グリースが来てから数週間が経っていた。ルナの事件後、黒野の研究部隊の改造手術は次々と成功し、構造体を生み出した。グリースが連れてきた隊員の多くも改造を終えている

改造された隊員たちは今、不安でいっぱいだった。何せ皆、まだ子供といっても差し支えない年頃だったのだ。構造体になったのも覚悟を持って志願したからでは決してない

カチコチになっている新兵とは対照的に、グリースはだらしない格好で大きな石の上に座っている

よう、ガキども。今日はこのグリース様じきじきに稽古をつけてやるぞ。実践訓練ってやつだ

おい、拍手は?おい、ニコ!子分のしつけがなってないようだが?

……

ニコラは目を閉じた。はなから相手にする気はないようだ

ほらほら、上司の面子をつぶしなさんな!

新兵は互いに顔を見合わせて、ぱらぱらと拍手をした。中にはグリースの言動に思わず笑った者もいたが、ひとり、苛立った少女だけは笑いも拍手もしなかった

ちっ、ただのおっさんが……偉そうに

そのつぶやきはグリースの耳に届いたが、彼は怒るどころか笑い出した

ははは、ライディの嬢ちゃん。まったくもってお前さんの言う通りだぜ。俺はただのおっさんだし、偉くもなんともない

ライディはグリースが当たり前のように自分の名前を知っていることに驚いた

な……なんであたしの名前……

グリースは答える代わりに立ち上がると、新兵に向かって話し始めた

ニコラがどう言ったかは知らん。だが、たとえお前らが昨日までおしめのとれない赤ん坊だったとしても、今日からは守られる存在じゃない。
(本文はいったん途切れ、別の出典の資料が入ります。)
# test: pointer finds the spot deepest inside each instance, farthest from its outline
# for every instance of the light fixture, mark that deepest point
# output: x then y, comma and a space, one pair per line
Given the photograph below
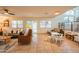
57, 13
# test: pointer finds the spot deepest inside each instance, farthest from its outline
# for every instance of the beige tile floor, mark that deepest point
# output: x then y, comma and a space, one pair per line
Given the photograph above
41, 44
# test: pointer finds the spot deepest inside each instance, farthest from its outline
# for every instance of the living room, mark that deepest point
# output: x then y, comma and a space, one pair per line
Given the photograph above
32, 27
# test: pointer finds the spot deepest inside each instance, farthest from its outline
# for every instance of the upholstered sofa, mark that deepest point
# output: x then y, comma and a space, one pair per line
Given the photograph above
25, 39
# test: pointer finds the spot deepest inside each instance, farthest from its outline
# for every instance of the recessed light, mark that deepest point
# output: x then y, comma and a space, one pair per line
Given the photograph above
57, 13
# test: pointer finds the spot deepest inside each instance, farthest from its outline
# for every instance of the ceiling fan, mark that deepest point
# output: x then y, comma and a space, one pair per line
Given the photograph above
6, 12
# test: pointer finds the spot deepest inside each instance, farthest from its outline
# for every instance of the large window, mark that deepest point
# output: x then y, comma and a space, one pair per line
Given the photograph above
45, 24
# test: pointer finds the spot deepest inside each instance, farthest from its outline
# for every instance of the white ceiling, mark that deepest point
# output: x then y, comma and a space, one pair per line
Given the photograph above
36, 11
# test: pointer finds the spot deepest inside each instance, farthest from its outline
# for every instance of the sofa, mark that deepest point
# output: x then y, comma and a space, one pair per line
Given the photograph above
25, 39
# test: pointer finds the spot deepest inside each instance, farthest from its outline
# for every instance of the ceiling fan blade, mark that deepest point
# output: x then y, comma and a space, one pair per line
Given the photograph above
11, 13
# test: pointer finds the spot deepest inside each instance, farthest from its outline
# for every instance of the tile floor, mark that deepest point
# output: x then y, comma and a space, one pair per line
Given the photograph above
41, 44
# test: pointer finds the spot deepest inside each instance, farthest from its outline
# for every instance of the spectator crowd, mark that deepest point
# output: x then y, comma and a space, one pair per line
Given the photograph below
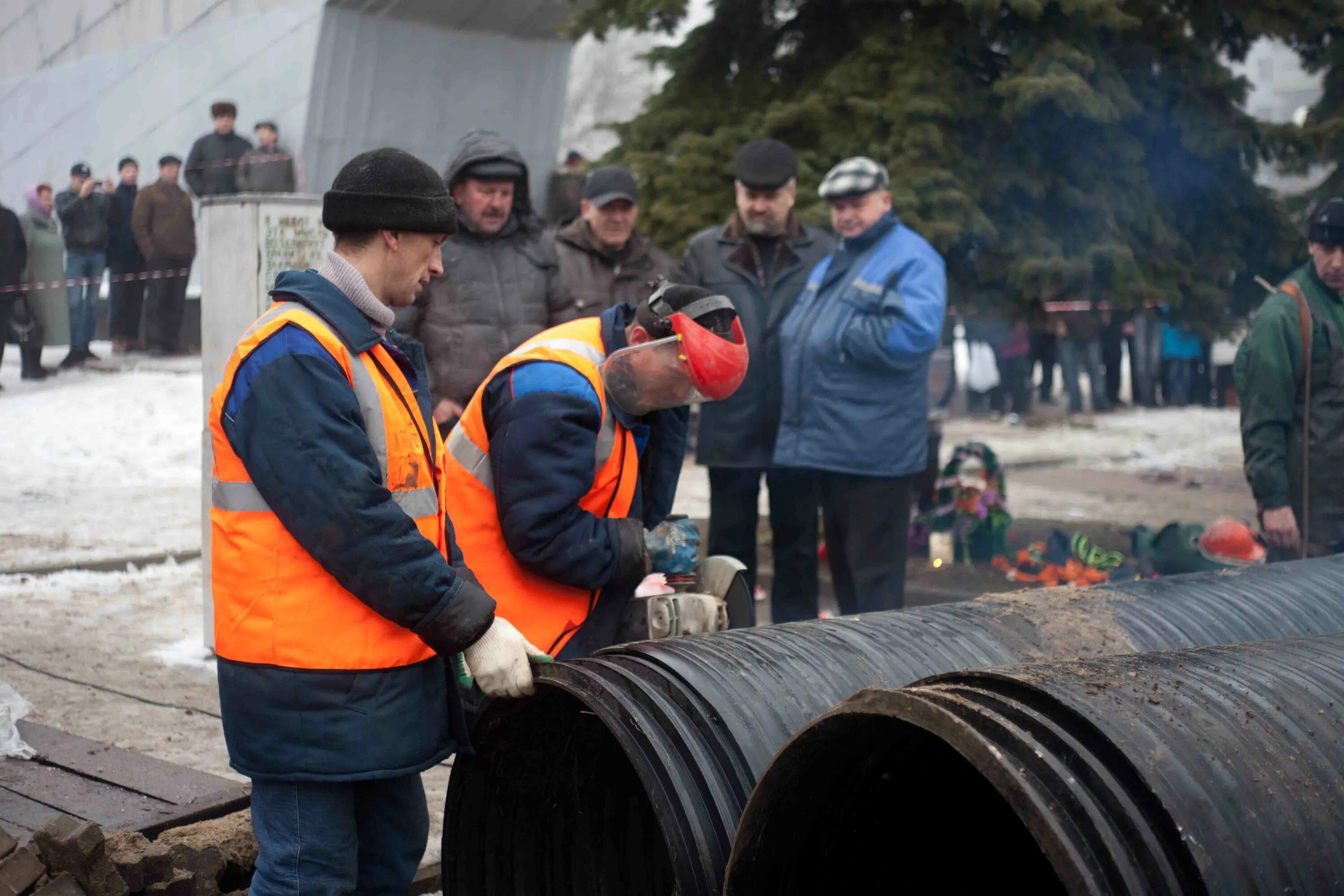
842, 324
832, 410
56, 252
1062, 340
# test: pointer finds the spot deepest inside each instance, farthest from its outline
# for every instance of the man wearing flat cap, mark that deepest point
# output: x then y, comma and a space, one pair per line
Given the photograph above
342, 602
857, 351
213, 162
1289, 377
760, 260
604, 258
502, 279
166, 232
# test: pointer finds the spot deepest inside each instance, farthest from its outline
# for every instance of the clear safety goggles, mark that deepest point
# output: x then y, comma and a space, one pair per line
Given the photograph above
690, 366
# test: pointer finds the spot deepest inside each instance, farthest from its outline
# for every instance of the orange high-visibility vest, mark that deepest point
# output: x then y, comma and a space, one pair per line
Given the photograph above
547, 613
275, 603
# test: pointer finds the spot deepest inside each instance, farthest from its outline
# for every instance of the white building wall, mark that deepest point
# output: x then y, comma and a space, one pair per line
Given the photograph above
50, 33
154, 97
412, 85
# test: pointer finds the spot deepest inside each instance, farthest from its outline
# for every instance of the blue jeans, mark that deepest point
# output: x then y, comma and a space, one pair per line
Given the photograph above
82, 300
322, 839
1180, 381
1074, 353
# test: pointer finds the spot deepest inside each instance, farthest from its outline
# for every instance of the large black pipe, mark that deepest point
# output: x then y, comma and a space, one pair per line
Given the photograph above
1217, 770
628, 771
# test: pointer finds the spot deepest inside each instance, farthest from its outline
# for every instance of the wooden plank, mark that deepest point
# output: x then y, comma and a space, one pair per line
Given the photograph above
124, 767
222, 804
109, 806
22, 816
429, 879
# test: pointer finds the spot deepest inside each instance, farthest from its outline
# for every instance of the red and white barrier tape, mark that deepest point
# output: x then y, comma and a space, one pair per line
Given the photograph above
86, 281
241, 160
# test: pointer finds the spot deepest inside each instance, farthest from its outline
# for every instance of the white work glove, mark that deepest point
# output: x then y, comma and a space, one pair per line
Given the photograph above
499, 661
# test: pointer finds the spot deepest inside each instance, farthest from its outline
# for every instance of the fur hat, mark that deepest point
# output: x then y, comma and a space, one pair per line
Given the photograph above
389, 190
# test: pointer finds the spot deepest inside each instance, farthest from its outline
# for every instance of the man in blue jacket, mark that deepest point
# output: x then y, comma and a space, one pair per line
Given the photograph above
855, 353
342, 599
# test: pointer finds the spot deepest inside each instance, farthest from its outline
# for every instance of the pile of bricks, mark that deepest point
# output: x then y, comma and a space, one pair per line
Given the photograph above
68, 857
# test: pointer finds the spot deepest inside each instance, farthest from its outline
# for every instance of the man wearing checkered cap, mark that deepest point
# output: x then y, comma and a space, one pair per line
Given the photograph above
855, 354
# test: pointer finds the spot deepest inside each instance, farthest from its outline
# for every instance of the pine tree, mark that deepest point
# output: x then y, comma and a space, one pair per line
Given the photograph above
1094, 148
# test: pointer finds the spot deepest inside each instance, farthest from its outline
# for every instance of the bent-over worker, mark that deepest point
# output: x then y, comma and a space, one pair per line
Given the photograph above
339, 591
562, 470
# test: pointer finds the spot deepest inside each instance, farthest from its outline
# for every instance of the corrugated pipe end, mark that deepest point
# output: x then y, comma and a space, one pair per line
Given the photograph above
553, 802
984, 788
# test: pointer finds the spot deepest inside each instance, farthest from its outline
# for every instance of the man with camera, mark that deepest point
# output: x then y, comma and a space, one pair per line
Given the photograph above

もう人間でもなくなってるんだからな

グリースは獰猛な笑顔を浮かべ、ひとりひとりの顔をのぞき込みながら新兵の間をぬって歩いた

お前らは化け物と戦うための……ば、け、も、の、なんだよ

グリースはコメディアンのような滑稽な笑い顔をしたが、今回は誰ひとりとして笑わなかった

もちろん、人間だろうが化け物だろうが、使える使えないの区別はある……

グリースは計算したようにライディの前で立ち止まり、その顔をのぞき込んだ

使える化け物は空中庭園に加われる。だが、使えないゴミは……もちろんゴミ箱行きだ

このッ……くそじじい!どういう意味だよ!

今日から、お前らの戦闘能力、それから逆元装置の適応性を俺が再評価する。基準に達してなきゃ即サヨウナラだ。誰にも顧みられない可哀相なゴミクズってわけだ

ここには優しい先生も、慰めてくれるママもいない。ゴミは便器に捨てられて、流されるだけだ。わかったか?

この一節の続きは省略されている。